“If the four million slaves in the South were mine,” he said, “I would give them all up to keep the Union.”

But dearly as he loved the Union he thought that his first duty was to his native state, Virginia, his second to the Union of which he was a part. When Lincoln issued his call for troops, by General Scott’s advice the command of the Union army was offered to Lee. He declined, resigned his commission in the army, and accepted the command of the Virginia forces. It was a sad day when he and his family left beautiful Arlington which was never again to be a home. It fell into the hands of the Union soldiers and is now the site of a great national cemetery.

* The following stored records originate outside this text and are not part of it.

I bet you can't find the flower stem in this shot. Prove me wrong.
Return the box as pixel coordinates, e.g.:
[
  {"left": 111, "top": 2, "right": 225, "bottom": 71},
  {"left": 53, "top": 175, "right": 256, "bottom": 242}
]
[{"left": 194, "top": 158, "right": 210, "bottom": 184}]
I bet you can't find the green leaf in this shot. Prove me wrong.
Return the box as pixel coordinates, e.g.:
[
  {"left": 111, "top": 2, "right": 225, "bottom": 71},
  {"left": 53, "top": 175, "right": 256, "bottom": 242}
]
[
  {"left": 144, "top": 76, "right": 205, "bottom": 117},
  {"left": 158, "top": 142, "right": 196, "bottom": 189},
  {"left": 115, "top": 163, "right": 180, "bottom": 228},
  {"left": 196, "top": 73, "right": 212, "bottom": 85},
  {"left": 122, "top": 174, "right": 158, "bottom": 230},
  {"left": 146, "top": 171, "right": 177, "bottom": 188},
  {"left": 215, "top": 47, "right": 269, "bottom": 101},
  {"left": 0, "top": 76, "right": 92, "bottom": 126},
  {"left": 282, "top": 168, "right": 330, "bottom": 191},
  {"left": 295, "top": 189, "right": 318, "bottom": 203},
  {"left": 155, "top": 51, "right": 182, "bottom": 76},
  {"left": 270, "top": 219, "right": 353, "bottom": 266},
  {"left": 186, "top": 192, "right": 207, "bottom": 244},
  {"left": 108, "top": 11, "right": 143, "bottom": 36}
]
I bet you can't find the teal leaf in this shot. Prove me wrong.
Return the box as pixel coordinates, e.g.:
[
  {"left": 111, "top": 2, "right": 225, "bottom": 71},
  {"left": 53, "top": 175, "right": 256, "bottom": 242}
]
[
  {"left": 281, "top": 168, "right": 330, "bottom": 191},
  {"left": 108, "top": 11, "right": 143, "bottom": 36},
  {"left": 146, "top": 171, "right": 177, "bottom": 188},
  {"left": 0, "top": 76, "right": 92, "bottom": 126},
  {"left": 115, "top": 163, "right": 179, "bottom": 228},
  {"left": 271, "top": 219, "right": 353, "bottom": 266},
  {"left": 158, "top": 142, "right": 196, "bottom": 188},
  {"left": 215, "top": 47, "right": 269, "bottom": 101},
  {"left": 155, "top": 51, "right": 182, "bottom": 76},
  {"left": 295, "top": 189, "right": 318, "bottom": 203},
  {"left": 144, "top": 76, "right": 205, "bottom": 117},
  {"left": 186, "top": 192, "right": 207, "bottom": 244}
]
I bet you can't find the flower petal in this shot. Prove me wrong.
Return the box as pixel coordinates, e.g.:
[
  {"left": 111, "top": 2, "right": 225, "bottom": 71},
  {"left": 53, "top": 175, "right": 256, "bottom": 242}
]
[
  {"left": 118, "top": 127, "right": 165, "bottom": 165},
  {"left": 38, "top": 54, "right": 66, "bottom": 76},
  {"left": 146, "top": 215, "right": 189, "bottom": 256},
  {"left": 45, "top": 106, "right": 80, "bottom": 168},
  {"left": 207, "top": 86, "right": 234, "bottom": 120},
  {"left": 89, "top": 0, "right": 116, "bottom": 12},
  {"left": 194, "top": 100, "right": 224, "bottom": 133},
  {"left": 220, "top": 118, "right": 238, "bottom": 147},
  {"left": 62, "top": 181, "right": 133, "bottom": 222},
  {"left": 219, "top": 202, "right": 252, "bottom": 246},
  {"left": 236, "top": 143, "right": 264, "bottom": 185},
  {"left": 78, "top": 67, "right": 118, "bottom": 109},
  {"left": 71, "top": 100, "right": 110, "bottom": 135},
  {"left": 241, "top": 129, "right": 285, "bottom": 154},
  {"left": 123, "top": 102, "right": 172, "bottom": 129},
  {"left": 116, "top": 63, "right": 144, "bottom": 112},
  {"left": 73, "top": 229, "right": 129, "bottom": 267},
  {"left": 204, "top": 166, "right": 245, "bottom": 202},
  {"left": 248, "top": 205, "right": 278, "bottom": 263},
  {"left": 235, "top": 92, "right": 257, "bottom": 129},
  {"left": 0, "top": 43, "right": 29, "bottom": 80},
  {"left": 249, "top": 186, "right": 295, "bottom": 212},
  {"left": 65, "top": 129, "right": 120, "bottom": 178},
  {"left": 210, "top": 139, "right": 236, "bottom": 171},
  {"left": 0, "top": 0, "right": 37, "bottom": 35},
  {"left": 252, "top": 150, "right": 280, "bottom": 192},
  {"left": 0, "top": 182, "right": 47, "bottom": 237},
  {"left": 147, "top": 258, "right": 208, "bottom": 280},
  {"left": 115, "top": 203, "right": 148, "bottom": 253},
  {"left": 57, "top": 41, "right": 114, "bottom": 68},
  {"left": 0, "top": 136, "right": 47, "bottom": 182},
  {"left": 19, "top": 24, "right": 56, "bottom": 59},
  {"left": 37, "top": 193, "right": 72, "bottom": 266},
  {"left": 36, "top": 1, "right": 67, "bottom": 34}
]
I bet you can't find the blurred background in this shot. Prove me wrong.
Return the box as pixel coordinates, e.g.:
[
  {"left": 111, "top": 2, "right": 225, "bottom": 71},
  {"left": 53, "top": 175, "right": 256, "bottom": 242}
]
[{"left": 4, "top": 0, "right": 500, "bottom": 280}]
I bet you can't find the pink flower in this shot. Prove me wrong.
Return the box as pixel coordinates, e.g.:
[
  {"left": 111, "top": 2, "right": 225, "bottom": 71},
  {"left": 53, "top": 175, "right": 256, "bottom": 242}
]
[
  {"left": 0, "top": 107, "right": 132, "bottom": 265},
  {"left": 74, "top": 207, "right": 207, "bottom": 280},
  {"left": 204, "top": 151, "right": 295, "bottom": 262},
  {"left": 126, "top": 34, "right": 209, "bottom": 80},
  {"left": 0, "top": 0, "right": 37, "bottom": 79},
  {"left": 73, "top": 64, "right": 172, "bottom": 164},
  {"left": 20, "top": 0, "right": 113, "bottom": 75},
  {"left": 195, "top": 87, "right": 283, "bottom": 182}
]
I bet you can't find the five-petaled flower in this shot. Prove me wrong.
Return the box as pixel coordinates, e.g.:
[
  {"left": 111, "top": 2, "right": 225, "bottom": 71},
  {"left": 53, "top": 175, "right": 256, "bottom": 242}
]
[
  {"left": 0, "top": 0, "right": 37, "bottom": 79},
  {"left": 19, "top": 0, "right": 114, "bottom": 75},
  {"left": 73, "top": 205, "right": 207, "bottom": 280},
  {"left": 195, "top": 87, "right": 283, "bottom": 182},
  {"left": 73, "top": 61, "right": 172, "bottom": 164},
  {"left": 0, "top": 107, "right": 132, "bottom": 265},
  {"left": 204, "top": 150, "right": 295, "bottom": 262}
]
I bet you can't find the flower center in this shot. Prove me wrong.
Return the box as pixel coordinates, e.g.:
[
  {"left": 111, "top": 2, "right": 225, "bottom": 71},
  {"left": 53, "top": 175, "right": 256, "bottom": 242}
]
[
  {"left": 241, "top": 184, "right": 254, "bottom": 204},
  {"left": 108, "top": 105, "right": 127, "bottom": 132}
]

Lee fought at first in western Virginia; then he was sent to aid in fortifying the coasts of South Carolina and Georgia. Afterwards he was put in charge of the army in Virginia, and there he remained, as general and commander-in-chief of the southern army until the end of the war. The southern army was small but it was commanded by brave and able generals. Lee’s “right hand” was Stonewall Jackson, a fearless soldier and earnest Christian, one of the greatest military leaders the world has ever known. A famous cavalry-leader was J. E. B. Stuart, a dashing cavalier who loved battle as a boy loves play. Both Jackson and Stuart were killed before the war was over.

As you have been told, it was the great aim of the northern armies to capture Richmond; it was the aim of Lee and his little army to defend the city. Lee led his soldiers with masterly skill in the Seven Days’ Fight about Richmond. Then he marched north; having defeated Pope at the second battle of Manassas, he advanced into Maryland and fought a great drawn battle at Antietam, or Sharpsburg. Lee then returned to Virginia. He fought at Fredericksburg against Burnside who had supplanted McClellan in command. The next spring “Fighting Joe” Hooker was defeated at Chancellorsville, but in the death of Jackson, the Confederates sustained a greater loss than that of many battles.

Lee marched north again, and a great battle was fought at Gettysburg. General Longstreet failed to advance as ordered, the Confederates who had charged fell unsupported, and the day was lost. General Lee led his crippled army back to Virginia. At Gettysburg the tide had turned against the Confederates. From that day defeat and surrender were but a question of time. For a long time Lee’s little army held its own in defence of Richmond. Grant, the victor of the West, was sent against it. It cost him a month and sixty thousand men to march seventy-five miles. With masterly skill, Lee opposed him in the great battles of the Wilderness, Spottsylvania Court House, and Cold Harbor, but the Confederate line was broken at last.

Forced to give up the defense of Richmond, General Lee endeavored to withdraw his army, but Grant followed, and the little army was surrendered at Appomattox Court House, April 9, 1865. As Lee bade farewell to his soldiers, they sobbed aloud and tears were in his eyes. He said with a broken voice, “Men, we have fought the war together. I have done my best for you. My heart is too full to say more.”

Great as had been Lee’s work in war, it was no less great in peace. Bravely and uncomplainingly he accepted the results of defeat, and endured the horrors of the reconstruction days. No word of bitterness was ever heard to pass his lips. Nor would he in their hour of woe and poverty desert his people. Wealth and position were offered him abroad, and at home he might have had affluence by lending his name to business enterprises. But he steadfastly refused all such offers. “I think it better to do right,” he said, “even if we suffer in so doing, than to incur the reproach of our consciences and posterity.”

He set himself to aid in the upbuilding and restoring of the South. At a salary of a few hundred dollars, he became president of Washington College, now Washington and Lee University, in Lexington, Virginia. Wisely and conscientiously he performed his duties until the autumn of 1870. One evening at tea his voice failed as he was about to ask a blessing and he sank back in his chair. After lingering a few days, he died October 12, 1870.

David G. Farragut
Our First Admiral

David Glasgow Farragut, the first admiral of the American navy, was born near Knoxville, Tennessee, July 5, 1801. He was the son of a Spaniard, a native of the island of Minorca, who came to America in 1776 and after helping the country fight for its rights settled here to enjoy them. At the end of the eighteenth century, Tennessee was a sparsely-settled region, occupied by a few hardy pioneers and by roaming Indians. One day when Mrs. Farragut was alone at home with her two little sons a band of Indians attacked the cabin. The brave mother sent her children to hide in the loft and guarded the door with an ax till help came.